After Topaz destroys Mephisto, Mephisto's minions trap her in another dimension with a spell that would remove a portion of her soul and rob her of her empathic powers if she ever leaves the realm. Later, Mephisto is revealed to be alive. After he is destroyed by Franklin Richards, Topaz is freed from her imprisonment. Her soul is eventually restored by Doctor Strange and Urthona.
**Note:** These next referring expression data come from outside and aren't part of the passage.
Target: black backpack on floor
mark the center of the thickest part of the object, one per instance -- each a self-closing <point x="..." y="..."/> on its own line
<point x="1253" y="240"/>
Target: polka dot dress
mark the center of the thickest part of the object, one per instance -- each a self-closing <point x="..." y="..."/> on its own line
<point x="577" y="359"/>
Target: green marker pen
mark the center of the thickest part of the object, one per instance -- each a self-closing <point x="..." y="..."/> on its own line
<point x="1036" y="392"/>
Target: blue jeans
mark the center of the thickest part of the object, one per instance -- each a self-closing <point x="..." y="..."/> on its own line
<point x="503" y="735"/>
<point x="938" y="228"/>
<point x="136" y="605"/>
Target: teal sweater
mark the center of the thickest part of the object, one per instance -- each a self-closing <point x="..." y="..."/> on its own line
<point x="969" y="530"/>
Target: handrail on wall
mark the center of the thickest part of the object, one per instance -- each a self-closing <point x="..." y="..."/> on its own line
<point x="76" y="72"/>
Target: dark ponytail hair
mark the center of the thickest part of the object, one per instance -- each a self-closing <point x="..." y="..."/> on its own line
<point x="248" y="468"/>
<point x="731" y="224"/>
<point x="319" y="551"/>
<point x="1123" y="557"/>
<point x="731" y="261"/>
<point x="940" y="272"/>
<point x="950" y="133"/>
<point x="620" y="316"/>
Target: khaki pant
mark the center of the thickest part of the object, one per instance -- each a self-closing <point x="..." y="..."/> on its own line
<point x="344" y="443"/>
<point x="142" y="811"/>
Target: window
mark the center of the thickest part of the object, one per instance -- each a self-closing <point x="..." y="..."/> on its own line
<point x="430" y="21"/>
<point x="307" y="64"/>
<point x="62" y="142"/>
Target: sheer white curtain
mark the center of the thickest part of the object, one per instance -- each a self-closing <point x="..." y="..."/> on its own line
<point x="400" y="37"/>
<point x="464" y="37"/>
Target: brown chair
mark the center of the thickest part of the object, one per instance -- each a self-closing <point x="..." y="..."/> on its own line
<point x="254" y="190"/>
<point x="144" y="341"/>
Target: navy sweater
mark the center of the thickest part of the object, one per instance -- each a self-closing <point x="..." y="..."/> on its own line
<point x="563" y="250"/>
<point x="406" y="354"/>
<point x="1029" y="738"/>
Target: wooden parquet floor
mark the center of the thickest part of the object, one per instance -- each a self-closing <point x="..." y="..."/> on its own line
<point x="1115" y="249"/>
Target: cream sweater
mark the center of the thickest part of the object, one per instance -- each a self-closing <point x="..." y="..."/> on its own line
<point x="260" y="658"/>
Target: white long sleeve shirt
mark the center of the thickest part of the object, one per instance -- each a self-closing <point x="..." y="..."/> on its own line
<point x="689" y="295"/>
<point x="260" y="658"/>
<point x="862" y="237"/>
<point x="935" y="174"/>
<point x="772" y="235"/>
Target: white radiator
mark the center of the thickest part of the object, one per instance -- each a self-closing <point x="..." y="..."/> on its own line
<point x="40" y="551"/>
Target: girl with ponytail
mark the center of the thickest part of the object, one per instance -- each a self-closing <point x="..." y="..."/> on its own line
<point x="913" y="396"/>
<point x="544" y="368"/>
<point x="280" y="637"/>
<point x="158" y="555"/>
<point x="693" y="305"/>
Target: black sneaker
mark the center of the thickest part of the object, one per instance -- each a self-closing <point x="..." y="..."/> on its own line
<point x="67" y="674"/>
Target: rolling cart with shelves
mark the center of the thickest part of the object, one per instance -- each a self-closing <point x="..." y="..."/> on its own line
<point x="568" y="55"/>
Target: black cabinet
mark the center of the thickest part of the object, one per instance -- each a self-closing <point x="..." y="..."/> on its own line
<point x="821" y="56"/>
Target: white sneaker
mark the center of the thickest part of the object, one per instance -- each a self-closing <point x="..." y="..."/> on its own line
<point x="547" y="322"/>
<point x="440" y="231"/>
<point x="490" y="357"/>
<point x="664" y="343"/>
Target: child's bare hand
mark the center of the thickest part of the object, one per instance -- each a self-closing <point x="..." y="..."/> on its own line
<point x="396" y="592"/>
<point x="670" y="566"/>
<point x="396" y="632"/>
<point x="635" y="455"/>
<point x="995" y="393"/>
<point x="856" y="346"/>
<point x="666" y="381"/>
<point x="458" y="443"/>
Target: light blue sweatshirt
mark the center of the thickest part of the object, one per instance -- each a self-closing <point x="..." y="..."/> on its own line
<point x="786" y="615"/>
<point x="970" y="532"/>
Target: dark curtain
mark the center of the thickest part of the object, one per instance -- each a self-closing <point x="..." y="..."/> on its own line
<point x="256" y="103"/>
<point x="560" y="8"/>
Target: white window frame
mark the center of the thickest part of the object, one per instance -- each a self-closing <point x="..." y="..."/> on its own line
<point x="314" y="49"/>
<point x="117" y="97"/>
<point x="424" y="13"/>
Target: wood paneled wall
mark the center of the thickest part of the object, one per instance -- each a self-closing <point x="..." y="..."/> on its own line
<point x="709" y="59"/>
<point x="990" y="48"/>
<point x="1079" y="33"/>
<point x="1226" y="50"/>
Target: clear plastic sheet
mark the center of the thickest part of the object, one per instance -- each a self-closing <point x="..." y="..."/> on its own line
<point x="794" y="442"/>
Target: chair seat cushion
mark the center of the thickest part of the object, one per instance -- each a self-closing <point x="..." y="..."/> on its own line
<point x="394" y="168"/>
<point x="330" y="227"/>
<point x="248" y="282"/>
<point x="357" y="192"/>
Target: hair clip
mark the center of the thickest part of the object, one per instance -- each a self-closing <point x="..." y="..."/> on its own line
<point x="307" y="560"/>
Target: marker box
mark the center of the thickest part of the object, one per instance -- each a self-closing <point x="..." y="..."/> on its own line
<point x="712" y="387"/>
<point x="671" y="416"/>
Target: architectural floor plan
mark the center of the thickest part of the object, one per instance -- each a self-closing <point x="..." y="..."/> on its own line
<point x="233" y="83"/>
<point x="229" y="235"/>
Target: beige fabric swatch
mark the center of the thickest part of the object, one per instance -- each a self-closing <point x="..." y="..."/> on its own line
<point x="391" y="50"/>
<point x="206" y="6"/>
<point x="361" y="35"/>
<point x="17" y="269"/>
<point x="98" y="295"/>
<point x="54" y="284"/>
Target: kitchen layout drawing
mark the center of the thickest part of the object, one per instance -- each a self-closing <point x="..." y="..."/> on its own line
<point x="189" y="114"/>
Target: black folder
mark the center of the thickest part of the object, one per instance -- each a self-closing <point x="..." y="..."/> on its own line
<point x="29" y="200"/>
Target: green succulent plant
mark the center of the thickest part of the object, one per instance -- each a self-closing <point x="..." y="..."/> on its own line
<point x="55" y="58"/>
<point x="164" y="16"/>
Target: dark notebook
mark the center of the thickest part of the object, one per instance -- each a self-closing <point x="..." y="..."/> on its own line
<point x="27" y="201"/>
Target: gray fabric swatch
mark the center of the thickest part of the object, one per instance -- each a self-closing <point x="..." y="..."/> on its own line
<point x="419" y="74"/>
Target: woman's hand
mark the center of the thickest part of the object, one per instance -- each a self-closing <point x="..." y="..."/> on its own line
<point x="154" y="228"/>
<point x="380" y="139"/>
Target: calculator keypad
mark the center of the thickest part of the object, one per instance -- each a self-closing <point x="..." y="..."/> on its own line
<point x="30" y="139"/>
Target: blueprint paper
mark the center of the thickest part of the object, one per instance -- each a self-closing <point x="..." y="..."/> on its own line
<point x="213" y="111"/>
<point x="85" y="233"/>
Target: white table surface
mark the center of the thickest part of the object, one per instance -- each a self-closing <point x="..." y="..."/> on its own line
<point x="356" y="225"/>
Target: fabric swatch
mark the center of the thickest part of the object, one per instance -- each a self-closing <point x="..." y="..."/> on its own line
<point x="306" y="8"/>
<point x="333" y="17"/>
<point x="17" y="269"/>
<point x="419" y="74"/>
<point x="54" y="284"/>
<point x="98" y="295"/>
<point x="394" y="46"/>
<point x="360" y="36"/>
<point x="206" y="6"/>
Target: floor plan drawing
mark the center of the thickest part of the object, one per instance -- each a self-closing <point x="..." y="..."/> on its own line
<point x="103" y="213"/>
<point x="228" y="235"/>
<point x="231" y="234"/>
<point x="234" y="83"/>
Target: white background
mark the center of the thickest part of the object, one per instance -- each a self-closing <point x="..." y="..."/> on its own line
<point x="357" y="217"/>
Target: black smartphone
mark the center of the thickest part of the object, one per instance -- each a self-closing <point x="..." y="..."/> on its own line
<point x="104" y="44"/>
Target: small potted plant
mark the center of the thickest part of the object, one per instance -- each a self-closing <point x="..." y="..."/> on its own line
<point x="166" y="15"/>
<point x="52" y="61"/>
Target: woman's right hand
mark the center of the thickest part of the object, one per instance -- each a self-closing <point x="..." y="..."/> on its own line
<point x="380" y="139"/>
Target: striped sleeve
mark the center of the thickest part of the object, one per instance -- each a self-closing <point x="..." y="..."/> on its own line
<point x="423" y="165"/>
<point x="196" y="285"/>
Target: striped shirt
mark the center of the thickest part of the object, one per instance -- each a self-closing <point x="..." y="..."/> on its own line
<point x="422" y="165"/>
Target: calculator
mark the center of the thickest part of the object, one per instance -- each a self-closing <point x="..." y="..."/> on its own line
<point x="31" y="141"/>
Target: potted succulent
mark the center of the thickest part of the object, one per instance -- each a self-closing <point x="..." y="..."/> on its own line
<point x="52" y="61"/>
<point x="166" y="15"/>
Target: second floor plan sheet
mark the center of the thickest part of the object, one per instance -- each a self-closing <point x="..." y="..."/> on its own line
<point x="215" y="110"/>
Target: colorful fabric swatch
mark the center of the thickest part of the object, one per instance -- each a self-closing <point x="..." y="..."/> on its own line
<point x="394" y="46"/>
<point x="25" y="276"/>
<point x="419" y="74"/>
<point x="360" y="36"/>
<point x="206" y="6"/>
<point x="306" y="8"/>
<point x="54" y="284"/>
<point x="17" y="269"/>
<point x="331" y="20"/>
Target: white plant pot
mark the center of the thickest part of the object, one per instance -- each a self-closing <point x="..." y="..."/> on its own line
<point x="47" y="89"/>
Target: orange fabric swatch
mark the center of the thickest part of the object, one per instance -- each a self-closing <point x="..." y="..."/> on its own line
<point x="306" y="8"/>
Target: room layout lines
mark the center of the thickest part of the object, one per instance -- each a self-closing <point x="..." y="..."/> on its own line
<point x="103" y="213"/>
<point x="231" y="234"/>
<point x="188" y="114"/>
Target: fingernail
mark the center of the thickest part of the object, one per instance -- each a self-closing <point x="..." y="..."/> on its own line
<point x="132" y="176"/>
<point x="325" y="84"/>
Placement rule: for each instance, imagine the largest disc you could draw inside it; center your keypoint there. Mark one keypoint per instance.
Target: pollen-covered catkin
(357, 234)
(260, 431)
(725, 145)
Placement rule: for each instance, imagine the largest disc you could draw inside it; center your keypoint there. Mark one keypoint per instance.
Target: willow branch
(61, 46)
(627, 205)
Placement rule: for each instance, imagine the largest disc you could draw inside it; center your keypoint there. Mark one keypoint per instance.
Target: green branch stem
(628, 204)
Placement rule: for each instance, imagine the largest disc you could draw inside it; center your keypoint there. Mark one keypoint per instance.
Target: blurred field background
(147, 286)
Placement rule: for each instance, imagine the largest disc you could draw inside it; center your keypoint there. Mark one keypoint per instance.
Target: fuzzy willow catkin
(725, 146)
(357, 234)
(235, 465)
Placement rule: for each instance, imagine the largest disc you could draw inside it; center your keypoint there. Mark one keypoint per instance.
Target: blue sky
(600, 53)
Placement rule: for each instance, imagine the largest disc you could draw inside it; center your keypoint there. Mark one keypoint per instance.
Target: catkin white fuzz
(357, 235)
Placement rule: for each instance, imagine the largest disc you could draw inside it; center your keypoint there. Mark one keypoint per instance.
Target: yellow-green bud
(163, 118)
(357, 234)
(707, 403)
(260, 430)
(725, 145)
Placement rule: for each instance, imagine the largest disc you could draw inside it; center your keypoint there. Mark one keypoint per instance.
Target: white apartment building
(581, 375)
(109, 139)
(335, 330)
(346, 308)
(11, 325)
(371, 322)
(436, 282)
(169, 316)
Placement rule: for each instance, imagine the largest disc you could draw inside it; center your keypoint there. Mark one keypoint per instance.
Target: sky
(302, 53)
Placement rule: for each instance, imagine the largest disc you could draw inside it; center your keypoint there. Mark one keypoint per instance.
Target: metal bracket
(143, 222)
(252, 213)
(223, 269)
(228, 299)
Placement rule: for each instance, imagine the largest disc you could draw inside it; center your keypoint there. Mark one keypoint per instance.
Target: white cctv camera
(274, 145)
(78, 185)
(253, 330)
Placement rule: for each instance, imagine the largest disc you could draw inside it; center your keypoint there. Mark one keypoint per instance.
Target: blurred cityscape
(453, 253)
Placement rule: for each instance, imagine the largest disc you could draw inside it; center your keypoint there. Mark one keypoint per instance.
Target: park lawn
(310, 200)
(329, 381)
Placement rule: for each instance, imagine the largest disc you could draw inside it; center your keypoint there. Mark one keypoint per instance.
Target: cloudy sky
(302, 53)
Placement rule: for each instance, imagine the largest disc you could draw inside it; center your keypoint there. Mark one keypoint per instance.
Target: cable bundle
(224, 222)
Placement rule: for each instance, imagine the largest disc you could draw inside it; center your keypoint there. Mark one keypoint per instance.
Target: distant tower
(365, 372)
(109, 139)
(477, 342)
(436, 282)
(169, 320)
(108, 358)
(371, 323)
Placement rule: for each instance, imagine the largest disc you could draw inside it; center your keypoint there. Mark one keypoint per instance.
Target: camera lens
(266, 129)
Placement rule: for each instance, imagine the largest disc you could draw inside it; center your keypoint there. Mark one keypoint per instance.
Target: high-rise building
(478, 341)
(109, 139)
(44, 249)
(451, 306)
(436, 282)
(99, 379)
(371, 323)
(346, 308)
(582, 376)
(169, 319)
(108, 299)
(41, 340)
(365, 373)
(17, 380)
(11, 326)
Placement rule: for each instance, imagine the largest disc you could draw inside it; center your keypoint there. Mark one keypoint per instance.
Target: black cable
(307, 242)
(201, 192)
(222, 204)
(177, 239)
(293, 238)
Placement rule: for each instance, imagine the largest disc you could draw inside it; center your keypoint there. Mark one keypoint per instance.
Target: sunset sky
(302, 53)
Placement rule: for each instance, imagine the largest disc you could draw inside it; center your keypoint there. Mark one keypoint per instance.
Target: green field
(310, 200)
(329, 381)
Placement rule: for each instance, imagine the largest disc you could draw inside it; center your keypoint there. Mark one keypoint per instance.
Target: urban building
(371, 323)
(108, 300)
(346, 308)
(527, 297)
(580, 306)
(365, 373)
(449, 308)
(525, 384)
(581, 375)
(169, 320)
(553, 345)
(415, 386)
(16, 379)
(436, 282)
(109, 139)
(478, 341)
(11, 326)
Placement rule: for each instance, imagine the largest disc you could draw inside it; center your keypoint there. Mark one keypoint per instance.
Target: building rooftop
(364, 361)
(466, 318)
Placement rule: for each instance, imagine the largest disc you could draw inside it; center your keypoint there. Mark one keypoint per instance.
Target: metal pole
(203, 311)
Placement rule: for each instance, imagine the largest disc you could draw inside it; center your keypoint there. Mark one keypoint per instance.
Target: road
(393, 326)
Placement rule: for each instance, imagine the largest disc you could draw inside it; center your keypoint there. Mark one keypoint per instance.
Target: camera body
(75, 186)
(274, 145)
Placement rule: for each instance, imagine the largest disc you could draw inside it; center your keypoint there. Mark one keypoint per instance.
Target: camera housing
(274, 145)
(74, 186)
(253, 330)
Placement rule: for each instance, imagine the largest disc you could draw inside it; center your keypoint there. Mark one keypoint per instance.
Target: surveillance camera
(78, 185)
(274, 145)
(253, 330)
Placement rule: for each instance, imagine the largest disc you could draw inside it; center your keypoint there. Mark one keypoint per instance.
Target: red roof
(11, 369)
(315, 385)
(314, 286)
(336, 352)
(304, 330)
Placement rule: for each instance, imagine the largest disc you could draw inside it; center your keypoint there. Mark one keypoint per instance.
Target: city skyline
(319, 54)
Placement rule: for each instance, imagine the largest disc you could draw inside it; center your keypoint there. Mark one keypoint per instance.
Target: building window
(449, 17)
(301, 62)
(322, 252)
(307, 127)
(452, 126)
Topaz has a quiet life for a while, running a bar called the Voodoo Lounge. However, once Dormammu learns her whereabouts, he seeks revenge and had one of his agents enslave her. Once again, Strange comes to Topaz's rescue. Topaz later helps Doctor Strange in yet another battle, joining forces with Jennifer Kale and Satana against the Hellphyr force and fighting zombies and demons. After winning this battle, Topaz founds the group known as the Witches in order to protect the world from mystical threats and prevent would-be thieves from stealing the Kale family's Book of Shadows.

==Powers and abilities==
Topaz possesses mystic abilities, including empathy, telepathy, and telekinesis. She can magnify or diminish emotions. She is able to infuse life energy, and heal injures. Topaz can serve as a familiar to other sorcerers, focusing and magnifying their abilities. She can absorb pain, suffering, hatred, and fear from others into herself.